Im Zentrum der Handlung steht – wie im Vorgängerband „Blood on Snow – Der Autrag“ – Ulfs kräftezehrende Beziehung zum weiblichen Geschlecht. Denn er verliebt sich in die streng gläubige Lea Sara, die ihn bei der Reinigung der Kirche eben dort schlafend auffindet. In ihrer Naivität steht sie Ulf in nichts nach. Aus diesem Grund gibt sie ihm völlig zweifelsfrei die Flinte ihres Mannes, damit er erste Schießübungen in der Jagdhütte inmitten der Finnmark absolvieren kann. Man benötigt kein sonderlich ausgeprägtes zwischenmenschliches Gespür um zu bemerken, dass die beiden sich annähern werden. Doch die Beschreibung der offensichtlichen Einfältigkeit ist die Kunst der konsequenten Ausarbeitung der Charakterzüge des Protagonisten.
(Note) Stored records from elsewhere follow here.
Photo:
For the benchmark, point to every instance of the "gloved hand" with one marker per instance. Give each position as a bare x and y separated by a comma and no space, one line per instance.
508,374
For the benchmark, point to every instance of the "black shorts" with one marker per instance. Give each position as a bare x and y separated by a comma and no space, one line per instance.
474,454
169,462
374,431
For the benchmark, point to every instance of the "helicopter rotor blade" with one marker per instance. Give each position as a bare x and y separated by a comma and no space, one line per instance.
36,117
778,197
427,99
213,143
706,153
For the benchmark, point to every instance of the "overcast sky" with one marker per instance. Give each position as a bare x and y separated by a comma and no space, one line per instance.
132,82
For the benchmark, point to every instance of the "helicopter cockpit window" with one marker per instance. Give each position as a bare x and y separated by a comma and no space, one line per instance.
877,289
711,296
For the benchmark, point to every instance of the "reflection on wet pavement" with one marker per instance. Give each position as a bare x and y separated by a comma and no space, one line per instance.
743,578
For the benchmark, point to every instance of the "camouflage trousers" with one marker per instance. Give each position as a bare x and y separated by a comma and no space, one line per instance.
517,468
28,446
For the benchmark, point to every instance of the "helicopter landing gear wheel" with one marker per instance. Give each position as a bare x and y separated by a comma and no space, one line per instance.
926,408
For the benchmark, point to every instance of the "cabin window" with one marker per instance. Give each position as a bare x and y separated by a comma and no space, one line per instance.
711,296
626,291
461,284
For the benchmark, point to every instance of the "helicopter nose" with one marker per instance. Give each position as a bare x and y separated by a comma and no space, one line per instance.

Das ist es auch, das dem Leser dieser unfähigen Drogenhändler und Kleinkriminelle so sympathisch werden lässt.

Neben der Liebesgeschichte durchzieht „Das Versteck“ auch den Zwiespalt mit dem Glauben und mit den inneren Geistern, die jeden von uns immer wieder auf die Probe stellen und einschneidende Entscheidungen von uns fordern. Gleichermaßen, wie zu treffende Entscheidungen auf dem Lebensweg eines Menschen, verhält es sich mit der Gläubigkeit. „Die Vernunft wohnt im Kopf, der Glaube im Herzen. Das sind nicht immer gute Nachbarn.“ Denn egal ob wir meinen zu wissen oder denken zu glauben, müssen wir uns doch auf beiden Wegen zu etwas bekennen.
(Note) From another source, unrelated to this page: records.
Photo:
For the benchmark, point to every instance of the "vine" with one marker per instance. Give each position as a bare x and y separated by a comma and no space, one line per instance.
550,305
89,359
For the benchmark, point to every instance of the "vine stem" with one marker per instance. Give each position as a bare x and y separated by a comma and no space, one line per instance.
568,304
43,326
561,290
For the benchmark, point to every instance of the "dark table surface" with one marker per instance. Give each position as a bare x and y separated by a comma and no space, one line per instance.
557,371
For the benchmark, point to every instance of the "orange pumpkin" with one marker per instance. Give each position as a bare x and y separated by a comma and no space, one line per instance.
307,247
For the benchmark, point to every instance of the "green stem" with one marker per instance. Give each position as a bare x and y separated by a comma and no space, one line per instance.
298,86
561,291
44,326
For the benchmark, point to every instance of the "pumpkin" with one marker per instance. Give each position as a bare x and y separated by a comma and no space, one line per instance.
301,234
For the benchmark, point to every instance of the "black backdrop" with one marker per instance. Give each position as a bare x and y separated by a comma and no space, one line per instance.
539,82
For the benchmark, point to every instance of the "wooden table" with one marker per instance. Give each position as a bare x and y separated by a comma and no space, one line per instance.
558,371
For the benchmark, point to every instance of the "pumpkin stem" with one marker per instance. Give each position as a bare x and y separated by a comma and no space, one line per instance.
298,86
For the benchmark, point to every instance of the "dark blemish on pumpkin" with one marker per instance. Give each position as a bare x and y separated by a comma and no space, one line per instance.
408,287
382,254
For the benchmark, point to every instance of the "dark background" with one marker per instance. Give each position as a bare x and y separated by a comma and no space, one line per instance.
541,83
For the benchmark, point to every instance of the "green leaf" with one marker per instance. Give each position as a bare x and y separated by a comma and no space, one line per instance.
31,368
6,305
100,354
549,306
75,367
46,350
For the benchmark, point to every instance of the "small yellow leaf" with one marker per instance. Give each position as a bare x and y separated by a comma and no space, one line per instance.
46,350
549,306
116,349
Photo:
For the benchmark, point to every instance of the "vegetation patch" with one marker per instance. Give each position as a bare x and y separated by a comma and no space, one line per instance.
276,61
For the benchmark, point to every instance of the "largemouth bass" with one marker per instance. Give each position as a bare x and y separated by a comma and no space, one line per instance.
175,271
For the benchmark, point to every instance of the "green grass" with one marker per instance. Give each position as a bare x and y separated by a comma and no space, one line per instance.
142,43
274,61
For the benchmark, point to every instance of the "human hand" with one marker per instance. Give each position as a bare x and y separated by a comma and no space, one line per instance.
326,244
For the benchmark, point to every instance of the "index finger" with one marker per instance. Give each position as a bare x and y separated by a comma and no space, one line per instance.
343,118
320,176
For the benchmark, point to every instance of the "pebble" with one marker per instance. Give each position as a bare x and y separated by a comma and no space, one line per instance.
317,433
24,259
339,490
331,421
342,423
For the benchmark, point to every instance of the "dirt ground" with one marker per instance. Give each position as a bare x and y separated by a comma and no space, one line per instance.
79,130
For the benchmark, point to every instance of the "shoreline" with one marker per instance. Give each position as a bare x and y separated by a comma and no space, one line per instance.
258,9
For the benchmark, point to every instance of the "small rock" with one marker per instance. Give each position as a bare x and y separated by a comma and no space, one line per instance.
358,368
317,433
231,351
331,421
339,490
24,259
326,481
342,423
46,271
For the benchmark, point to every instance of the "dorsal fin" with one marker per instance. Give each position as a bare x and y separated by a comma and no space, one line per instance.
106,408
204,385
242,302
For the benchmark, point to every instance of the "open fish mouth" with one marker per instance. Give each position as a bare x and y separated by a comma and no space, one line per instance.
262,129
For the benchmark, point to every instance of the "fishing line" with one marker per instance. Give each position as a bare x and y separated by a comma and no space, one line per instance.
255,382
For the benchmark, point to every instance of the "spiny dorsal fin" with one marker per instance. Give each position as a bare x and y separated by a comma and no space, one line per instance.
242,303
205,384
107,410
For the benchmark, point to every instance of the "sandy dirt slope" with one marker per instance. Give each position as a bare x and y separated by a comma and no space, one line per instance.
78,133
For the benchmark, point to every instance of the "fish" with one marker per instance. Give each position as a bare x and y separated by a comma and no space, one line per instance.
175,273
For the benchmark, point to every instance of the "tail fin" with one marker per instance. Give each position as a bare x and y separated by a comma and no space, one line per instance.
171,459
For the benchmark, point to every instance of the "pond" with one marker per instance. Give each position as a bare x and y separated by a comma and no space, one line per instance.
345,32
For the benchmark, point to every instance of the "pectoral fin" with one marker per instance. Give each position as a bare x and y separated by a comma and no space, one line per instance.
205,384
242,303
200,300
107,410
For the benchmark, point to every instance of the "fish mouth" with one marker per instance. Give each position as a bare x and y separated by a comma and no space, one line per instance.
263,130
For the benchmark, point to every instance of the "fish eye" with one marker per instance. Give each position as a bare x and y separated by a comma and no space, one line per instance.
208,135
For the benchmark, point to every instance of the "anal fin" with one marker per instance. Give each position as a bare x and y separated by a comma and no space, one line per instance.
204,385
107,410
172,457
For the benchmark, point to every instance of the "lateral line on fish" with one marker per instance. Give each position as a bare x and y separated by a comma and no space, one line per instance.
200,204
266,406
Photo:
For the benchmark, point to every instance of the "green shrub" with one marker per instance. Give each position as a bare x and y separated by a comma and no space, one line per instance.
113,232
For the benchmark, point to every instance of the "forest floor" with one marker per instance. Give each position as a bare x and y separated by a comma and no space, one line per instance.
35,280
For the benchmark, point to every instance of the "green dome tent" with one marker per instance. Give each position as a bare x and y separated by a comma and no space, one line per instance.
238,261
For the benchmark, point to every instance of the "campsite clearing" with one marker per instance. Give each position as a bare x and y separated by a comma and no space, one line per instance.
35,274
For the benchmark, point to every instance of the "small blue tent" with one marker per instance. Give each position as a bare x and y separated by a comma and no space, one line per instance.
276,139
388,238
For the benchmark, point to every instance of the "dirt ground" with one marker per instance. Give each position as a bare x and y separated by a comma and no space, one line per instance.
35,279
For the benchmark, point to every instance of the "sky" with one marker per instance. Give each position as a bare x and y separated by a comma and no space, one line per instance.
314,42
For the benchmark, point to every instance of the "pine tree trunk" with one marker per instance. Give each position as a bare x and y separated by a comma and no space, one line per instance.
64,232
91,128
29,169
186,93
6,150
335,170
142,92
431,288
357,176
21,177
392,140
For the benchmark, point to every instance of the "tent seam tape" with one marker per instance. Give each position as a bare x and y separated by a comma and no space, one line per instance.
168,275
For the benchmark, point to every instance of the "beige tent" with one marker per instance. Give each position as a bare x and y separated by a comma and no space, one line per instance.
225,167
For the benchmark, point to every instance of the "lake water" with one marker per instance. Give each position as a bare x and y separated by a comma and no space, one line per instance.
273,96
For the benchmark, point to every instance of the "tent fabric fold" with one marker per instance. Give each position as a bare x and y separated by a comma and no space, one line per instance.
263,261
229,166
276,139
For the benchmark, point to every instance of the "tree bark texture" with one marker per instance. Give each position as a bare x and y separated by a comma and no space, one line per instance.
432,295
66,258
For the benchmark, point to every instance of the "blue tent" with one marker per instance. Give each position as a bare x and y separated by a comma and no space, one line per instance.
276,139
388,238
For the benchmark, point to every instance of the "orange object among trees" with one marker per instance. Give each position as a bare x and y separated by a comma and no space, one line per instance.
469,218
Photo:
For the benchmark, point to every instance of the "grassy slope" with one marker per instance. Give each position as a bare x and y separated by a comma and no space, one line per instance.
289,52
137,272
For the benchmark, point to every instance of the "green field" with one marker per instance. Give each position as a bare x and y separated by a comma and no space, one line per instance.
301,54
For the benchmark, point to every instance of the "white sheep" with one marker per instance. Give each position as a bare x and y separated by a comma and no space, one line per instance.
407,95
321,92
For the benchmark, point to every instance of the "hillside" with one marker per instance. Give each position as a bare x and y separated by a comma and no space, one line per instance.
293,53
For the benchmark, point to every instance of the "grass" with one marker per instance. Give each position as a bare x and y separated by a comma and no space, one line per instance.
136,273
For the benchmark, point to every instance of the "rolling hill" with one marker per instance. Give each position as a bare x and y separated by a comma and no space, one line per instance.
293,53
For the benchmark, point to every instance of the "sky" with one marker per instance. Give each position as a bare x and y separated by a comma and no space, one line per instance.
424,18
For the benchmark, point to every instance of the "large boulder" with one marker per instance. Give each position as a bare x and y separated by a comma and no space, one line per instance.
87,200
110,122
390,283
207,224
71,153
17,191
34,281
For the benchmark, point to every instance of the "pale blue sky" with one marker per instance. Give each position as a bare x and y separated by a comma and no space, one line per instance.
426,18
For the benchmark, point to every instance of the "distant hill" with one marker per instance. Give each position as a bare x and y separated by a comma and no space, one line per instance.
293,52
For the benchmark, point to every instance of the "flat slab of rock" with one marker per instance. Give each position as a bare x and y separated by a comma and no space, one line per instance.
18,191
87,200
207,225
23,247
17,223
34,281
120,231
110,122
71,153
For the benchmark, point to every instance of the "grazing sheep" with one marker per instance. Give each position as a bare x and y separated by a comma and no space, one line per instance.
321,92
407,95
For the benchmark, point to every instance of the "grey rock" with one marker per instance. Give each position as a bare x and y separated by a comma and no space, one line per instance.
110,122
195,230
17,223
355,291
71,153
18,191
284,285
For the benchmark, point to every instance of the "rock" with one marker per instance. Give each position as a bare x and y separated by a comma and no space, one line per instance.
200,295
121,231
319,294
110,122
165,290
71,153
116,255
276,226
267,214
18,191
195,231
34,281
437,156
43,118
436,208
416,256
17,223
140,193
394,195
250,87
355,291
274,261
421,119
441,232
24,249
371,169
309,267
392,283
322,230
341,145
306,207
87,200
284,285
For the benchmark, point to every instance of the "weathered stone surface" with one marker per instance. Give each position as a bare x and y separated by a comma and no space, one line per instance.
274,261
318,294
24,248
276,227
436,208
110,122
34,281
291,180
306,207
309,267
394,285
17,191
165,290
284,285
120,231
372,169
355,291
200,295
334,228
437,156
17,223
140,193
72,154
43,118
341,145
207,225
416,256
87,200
Am Ende des Tages brauchen wir uns um unseren Protagonisten nicht sorgen. Obwohl das Leben ihn immer wieder in Erklärungsnot bringt schiebt sich im letzten Moment das Schicksal ein und liefert ihm eine plausible Geschichte. Wir können sogar etwas von ihm lernen:
Egal wie oft du scheiterst, solltest du nicht liegen bleiben, sondern aufstehen und weitermachen!